Turbo Golf Racing is Rocket League with golf, and that’s pretty great!

Turbo Golf Racing is Rocket League with golf, and that’s pretty great!

There’s really no getting around it; Turbo Golf Racing is going to be endlessly described as “Rocket League but golf”, and I’m going to assume that Hugecalf Studios are perfectly happy with that comparison. On the one hand it’s pretty reductive, but getting compared to one of the most popular games of the past decade? That can really only be a good thing.

With the exceptionally brief elevator pitch out of the way, how does Turbo Golf Racing blend together its sporting and gaming inspirations?

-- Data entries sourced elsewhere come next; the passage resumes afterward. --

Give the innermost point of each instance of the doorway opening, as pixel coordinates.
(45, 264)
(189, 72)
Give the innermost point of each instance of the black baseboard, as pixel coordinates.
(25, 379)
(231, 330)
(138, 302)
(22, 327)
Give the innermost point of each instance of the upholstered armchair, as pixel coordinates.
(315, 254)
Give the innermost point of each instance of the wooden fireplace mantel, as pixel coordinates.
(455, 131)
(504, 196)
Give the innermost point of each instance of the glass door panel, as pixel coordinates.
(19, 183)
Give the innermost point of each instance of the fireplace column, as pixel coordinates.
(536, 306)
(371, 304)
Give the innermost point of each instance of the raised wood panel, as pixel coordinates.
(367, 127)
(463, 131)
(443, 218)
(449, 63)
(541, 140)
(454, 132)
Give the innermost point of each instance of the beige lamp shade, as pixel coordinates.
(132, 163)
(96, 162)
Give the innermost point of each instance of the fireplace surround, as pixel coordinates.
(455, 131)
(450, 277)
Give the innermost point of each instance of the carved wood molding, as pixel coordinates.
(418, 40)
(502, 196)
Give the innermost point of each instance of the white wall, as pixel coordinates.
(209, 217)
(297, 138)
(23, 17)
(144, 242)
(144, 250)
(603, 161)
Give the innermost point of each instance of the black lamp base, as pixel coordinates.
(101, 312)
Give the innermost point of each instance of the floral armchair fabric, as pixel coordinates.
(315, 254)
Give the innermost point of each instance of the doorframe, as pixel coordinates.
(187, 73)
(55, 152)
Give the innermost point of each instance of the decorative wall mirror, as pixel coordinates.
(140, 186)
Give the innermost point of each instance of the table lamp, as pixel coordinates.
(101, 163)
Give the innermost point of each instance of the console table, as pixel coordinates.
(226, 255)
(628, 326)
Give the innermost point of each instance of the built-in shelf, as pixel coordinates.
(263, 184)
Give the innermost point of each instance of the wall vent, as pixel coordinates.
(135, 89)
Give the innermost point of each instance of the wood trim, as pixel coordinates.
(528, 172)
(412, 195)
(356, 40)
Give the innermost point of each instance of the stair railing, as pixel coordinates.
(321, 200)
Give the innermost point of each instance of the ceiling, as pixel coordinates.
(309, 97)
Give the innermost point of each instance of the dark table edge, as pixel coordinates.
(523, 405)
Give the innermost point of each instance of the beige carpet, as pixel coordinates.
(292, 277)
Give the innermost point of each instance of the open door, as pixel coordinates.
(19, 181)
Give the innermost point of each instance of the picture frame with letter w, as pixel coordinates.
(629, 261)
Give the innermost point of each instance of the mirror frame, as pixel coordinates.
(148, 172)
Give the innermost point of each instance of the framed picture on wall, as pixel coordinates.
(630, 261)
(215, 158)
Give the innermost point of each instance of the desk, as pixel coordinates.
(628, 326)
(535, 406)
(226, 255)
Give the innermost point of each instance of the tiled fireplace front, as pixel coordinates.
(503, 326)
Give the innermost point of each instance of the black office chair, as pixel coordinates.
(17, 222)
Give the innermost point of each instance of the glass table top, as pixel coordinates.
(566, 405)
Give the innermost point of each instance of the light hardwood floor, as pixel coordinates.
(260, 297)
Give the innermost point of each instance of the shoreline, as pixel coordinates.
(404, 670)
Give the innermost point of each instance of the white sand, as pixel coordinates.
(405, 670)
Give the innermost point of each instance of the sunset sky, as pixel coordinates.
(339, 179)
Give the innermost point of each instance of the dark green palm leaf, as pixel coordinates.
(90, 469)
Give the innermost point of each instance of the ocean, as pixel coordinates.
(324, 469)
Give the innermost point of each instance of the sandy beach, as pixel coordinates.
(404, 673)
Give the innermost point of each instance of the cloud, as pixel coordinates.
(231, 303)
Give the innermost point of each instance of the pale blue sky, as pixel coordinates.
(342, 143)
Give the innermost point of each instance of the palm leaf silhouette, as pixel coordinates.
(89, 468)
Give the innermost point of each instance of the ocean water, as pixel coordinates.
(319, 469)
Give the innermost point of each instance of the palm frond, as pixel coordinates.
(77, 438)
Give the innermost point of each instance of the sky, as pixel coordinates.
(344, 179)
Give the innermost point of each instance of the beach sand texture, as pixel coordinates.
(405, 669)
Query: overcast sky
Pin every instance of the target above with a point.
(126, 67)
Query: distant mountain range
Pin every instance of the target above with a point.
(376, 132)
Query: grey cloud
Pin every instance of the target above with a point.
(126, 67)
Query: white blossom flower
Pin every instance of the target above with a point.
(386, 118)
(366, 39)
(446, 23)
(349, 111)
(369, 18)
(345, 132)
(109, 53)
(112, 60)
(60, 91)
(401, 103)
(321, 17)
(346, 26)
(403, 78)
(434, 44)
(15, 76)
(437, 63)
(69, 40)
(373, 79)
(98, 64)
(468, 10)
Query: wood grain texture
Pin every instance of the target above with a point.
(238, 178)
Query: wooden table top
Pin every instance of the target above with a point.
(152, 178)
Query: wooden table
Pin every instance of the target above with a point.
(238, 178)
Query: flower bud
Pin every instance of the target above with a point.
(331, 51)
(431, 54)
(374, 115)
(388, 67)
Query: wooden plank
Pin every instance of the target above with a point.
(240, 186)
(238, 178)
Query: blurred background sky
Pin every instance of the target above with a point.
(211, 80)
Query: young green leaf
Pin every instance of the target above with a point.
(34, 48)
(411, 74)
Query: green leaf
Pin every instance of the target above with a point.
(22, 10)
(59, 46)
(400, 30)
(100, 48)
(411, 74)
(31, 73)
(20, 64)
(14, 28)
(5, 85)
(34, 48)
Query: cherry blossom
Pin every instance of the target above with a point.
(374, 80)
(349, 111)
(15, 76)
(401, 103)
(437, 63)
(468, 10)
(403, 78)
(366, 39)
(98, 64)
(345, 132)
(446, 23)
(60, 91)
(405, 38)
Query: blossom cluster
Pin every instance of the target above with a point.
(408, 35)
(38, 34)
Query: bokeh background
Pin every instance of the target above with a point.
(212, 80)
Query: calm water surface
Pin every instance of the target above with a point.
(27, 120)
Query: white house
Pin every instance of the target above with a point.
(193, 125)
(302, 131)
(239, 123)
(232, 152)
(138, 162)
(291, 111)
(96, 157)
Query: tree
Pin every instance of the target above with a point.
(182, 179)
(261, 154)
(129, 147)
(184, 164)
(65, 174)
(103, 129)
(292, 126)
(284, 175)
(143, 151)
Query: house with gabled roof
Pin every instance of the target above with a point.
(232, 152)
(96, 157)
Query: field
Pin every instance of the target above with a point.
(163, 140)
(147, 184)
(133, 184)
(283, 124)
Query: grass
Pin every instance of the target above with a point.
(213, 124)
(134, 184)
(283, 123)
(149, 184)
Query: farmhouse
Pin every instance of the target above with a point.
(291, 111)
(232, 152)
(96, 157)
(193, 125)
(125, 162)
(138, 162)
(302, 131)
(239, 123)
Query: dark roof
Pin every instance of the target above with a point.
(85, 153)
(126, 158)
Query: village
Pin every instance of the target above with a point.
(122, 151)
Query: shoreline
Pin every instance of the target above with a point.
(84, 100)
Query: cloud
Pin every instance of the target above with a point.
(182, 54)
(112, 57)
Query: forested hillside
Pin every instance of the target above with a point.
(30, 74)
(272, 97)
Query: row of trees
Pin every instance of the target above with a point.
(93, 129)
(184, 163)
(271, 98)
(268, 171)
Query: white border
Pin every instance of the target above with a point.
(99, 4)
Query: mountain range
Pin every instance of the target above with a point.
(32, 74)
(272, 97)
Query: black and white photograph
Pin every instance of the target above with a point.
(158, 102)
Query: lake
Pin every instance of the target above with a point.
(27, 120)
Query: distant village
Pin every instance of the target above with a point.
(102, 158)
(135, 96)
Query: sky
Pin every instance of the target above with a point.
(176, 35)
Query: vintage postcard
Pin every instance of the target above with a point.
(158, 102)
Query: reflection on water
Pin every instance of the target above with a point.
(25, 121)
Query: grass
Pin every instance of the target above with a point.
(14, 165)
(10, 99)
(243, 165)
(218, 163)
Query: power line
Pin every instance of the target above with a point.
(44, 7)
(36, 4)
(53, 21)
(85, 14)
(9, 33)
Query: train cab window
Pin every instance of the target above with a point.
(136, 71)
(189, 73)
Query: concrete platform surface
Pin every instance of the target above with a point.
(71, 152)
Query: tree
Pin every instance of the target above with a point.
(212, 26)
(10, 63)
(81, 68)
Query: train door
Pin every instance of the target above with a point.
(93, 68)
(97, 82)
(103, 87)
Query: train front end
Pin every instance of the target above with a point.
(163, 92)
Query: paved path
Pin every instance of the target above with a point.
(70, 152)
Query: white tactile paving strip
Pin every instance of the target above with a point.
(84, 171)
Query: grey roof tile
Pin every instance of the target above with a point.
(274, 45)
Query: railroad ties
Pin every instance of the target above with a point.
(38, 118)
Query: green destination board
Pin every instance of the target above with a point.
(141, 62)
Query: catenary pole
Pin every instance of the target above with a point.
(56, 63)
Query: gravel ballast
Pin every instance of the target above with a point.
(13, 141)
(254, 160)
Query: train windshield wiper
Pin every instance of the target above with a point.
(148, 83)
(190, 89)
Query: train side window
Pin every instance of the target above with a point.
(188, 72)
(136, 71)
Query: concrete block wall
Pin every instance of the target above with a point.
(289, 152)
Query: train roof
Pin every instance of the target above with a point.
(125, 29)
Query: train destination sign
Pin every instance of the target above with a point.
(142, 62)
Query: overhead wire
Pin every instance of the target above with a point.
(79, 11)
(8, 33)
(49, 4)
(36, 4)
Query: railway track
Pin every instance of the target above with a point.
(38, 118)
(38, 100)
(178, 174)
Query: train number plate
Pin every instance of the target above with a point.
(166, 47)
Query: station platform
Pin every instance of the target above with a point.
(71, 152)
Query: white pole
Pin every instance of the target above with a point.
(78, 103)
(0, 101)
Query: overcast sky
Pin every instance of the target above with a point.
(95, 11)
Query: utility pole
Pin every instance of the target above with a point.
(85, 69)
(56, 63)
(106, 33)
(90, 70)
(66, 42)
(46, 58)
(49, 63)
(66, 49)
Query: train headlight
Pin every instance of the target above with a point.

Up to eight players can line up for a race online, and right out of the gate it’s clear that the regular rules of golf have been largely thrown out the window. There’s no need to worry about the number of strokes you take to get to the hole, there’s no need to wait for your ball to stop rolling, and there’s no concerns over taking turns. This is everyone racing together, all at once, dashing for the finish.

With that in mind, you’d expect it to be complete and utter chaos right from the first instant, but thankfully you don’t need to worry too much about the other players as collisions with them and their balls are disabled. The only way to interfere with another player is to grab the homing missile pick ups and fire them off to stall another player’s momentum. It’s a good call in order to avoid any kind of griefing and abuse in Turbo Golf Racing, even if you get the impression from trailers and the game’s pitch that full on chaos will reign.

Turbo Golf Racing Screenshot

So that lets you really focus on your ball and what you’re doing. As you hare after your golf ball, you always get to see a projected trajectory so you know where it’s going to travel to as you hit it. That’s vital considering how quickly you can get around the world and how you want to try and direct the ball through boosts and past hazards. Boost rings hang in the sky that send your ball flying before disappearing so that other racers can’t follow you, while reaching the “putting green” features a generously cavernous hole with a tractor beam ready to ensnare balls and draw them in – a more controlled final putt will be drawn in a bit quicker than a wilder strike, which could mean everything in this three-part race.

Getting around is about as intuitive as you’d like for an arcade-y racer, and your regular driving is augmented by a rocket boost, jump and glide abilities, which I’m sure advanced players will take advantage of about 5 seconds after the game comes out! You have two camera modes – one follow cam and one locked to the ball – which Rocket League players will be instantly familiar with. The boost is drained relatively quickly, but you can drive across large charge patches like it’s an F-Zero game, and it’s refilled a tad whenever you tap your ball. Sometimes you’ll be booping the ball quite a lot to get out of an awkward corner.

Turbo Golf Racing Rocket League 1

The courses you tackle are completely out of this world. Each matchmade game throws you together for three holes in quick succession, each one a broad and open sprawl of greens to navigate with occasional clumps of trees, sand bunkers and more getting in the way. They’re all seemingly hanging in the sky with gigantic abstract golf-y architecture floating around in their backdrops. Each hole can wend back and forth, sometime doubling back around underneath itself in inventive and engaging ways. It’s really quite arresting for a basic golf course theme, and I’m looking forward to seeing what the full game and post-release expansions can offer.

So what’s this game’s biggest problem? Well, you’ve read this far, but can you remember what this game is called? I myself have to think just a bit too hard to remember that it’s not called Rocket Golf League, the legally distinct Turbo Golf Racing just being a tad too bland to stick in my memory.

Turbo Golf Racing Rocket League 2

Give it a play, though, and I think you might actually enjoy it as much, if not more than the evergreen car football. The action comes in shorter bursts, the onus is on your own relative skill, as opposed to a collision-filled head-to-head, and there’s the potential for some really wild course designs to emerge. This is definitely one to keep an eye on, just make sure to write the name down somewhere so you can remember it.

Turbo Golf Racing is coming soon to Xbox Series X|S, Xbox One and PC.